Metadata-Version: 2.1
Name: flordb
Version: 2.5.11
Summary: Fast Low-Overhead Recovery
Home-page: https://github.com/ucbrise/flor
Author: Rolando Garcia
Author-email: rogarcia@berkeley.edu
Classifier: Programming Language :: Python :: 3
Classifier: License :: OSI Approved :: Apache Software License
Classifier: Operating System :: OS Independent
Requires-Python: >=3.9
Description-Content-Type: text/markdown
License-File: LICENSE

<!-- ![Travis](https://travis-ci.com/ucbrise/flor.svg?branch=master)
![Python37](https://img.shields.io/badge/python-3.7-blue.svg)
[![](https://badge.fury.io/py/pyflor.svg)](https://pypi.org/project/pyflor/)
[![codecov](https://codecov.io/gh/ucbrise/flor/branch/master/graph/badge.svg)](https://codecov.io/gh/ucbrise/flor)
 -->

FlorDB: Lite Experiment Management for ML Engineers
================================

You can use Flor to take checkpoints during model training.
These checkpoints allow you to restore arbitrary training data post-hoc and efficiently,
thanks to memoization and parallelism speedups on replay.

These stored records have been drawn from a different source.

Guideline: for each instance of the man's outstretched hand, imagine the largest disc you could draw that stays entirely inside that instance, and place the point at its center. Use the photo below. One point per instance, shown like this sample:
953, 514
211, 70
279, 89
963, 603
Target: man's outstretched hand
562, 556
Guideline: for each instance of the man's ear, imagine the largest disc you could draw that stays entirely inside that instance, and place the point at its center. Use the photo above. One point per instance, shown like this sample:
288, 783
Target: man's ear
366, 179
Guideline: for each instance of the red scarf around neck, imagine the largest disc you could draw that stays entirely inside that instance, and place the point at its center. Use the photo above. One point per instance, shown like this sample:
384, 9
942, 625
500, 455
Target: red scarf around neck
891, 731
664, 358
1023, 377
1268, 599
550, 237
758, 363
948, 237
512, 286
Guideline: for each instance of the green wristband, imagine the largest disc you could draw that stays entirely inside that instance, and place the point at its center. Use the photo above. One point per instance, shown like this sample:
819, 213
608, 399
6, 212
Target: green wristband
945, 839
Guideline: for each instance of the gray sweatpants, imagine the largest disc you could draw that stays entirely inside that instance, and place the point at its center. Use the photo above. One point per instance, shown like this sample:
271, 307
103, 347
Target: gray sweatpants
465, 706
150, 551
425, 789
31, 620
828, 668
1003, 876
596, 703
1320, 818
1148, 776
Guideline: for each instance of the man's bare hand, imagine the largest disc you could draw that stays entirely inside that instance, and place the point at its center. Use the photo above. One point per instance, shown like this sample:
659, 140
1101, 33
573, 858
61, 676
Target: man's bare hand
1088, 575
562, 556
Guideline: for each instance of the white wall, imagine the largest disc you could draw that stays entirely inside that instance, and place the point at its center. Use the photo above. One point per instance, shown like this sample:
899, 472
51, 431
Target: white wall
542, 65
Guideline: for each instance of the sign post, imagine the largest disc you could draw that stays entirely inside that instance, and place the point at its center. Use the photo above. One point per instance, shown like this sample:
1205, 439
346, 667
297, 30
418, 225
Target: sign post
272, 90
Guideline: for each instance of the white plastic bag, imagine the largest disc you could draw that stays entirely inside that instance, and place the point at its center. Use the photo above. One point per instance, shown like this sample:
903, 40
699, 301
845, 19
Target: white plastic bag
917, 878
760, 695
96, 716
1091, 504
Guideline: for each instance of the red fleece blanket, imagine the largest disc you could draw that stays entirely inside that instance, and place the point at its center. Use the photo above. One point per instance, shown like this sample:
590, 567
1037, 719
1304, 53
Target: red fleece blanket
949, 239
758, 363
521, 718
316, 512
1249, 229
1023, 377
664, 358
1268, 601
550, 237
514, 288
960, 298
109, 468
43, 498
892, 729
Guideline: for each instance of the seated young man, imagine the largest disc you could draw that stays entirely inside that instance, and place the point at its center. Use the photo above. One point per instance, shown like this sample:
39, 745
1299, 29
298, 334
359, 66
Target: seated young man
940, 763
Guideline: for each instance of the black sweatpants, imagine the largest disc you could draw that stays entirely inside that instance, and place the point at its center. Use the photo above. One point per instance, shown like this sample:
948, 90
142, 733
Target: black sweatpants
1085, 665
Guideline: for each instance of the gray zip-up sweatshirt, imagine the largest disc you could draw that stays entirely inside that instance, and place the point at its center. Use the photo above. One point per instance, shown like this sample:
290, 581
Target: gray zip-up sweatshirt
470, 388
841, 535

Flor is a suite of machine learning tools for hindsight logging.
Hindsight logging is an optimistic logging practice favored by agile model developers. 
Model developers log training metrics such as the loss and accuracy by default, 
and selectively restore additional training data --- like tensor histograms, images, and overlays --- post-hoc, 
if and when there is evidence of a problem. 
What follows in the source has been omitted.